Pendant quatre ans, Charline a été réalisatrice pour l'Agence d'images de l'Armée française. Formateur mais éprouvant. Témoignages dans "Les Soldats de l'image", vendredi 13 septembre, 23h30, LCP.
Pourquoi êtes-vous entrée dans l'armée ?
Charline : Je rêvais d'être reporter de guerre mais, jeune journaliste, je n'avais pas de réseau... J'ai entendu parler de l'ECPAD, l'agence qui filmait et photographiait les théâtres d'opérations où les forces françaises étaient déployées. J'ai rejoint l'armée en 2008, à 27 ans, comme officier sous contrat. J'ai été reporter pour l'armée de l'air cinq ans avant d'intégrer l'ECPAD en 2012.
Quelles étaient vos attributions ?
Partir avec un cameraman et un photographe et produire des images en réponse aux commandes quotidiennes de l'État-major. Ces images étaient ensuite proposées aux JT des chaînes. Mais je filmais aussi le quotidien des soldats : documenter la guerre pour les archives c'est essentiel. Et j'ai parfois réalisé des 26 minutes sur des angles particuliers : la médecine de guerre au Mali...
Vous souvenez-vous de votre première mission ?
J'étais à l'ECPAD depuis quelques mois quand le conflit en Centrafrique a éclaté. Mon chef m'a convoquée, je partais sous 48 heures. Je me souviens de notre arrivée à Bangui, la chaleur, la vision de cet immense camp de réfugiés... C'était très violent. J'ai un autre souvenir, celui du crash du vol Air Algérie au Mali. Je suis arrivée le matin au travail pour apprendre que je partais 4 heures plus tard de Villacoublay avec les équipes du BEA qui recherchaient les boîtes noires et l'IRCGN qui allait identifier les victimes. Je n'ai même pas pu repasser chez moi, j'ai pris les sacs que l'on doit tenir prêts au cas où et j'ai appelé une copine qui avait mes clés pour qu'elle vide mon frigo et la machine de linge...
Sur place, êtes-vous un soldat comme un autre ?

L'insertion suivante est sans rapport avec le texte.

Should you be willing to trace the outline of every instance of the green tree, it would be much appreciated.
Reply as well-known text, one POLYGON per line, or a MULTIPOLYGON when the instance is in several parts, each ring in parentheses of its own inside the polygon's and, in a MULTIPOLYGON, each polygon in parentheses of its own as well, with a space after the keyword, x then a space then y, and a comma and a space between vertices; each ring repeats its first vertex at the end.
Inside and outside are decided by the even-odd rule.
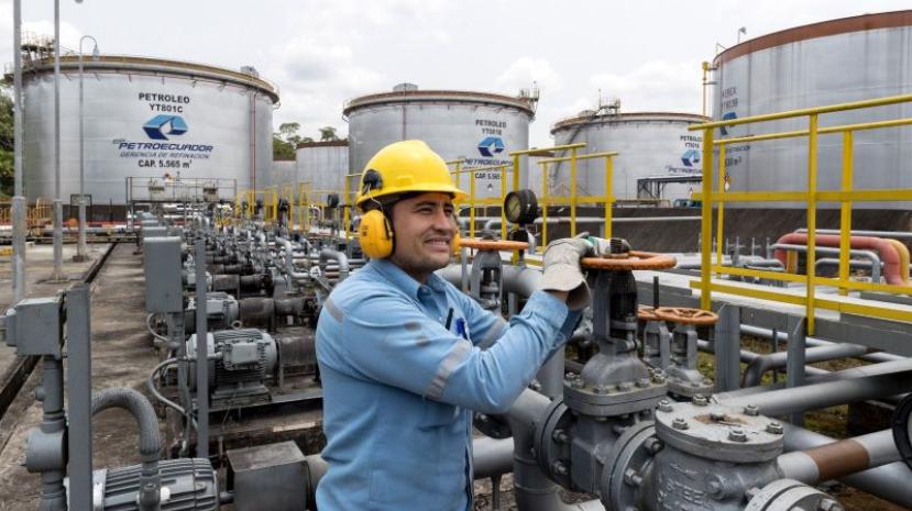
POLYGON ((320 142, 338 141, 339 135, 336 134, 336 129, 332 126, 320 127, 320 142))
POLYGON ((278 131, 273 133, 273 159, 295 159, 295 149, 301 142, 300 123, 284 122, 278 131))
POLYGON ((0 196, 13 195, 13 100, 11 87, 0 84, 0 196))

J'ai eu une formation de combattant, je porte un gilet pare-balles, un casque lourd, un Famas et un pistolet 9 mm, c'est moi qui assure la protection du photographe et du cameraman lorsqu'ils travaillent. Mais je n'ai jamais eu à tirer.
Étiez-vous préparée à la violence de la guerre ?
Avant la Centrafrique, j'avais la vision fantasmée d'une guerre "propre". En Afghanistan en 2009 je n'avais pas vu de cadavres. À Bangui, je me suis retrouvée face à des actes de cannibalisme, des gens qui découpent à la machette... J'étais chef de groupe alors flancher ne m'a pas traversé l'esprit mais à Paris, quatre mois plus tard, j'ai eu le contrecoup. Les insomnies, les cauchemars, les idées noires...
C'est pour ça que vous avez fini par quitter l'ECPAD, après quatre ans ?
Probablement. Mais cela reste les quatre meilleures années de ma carrière.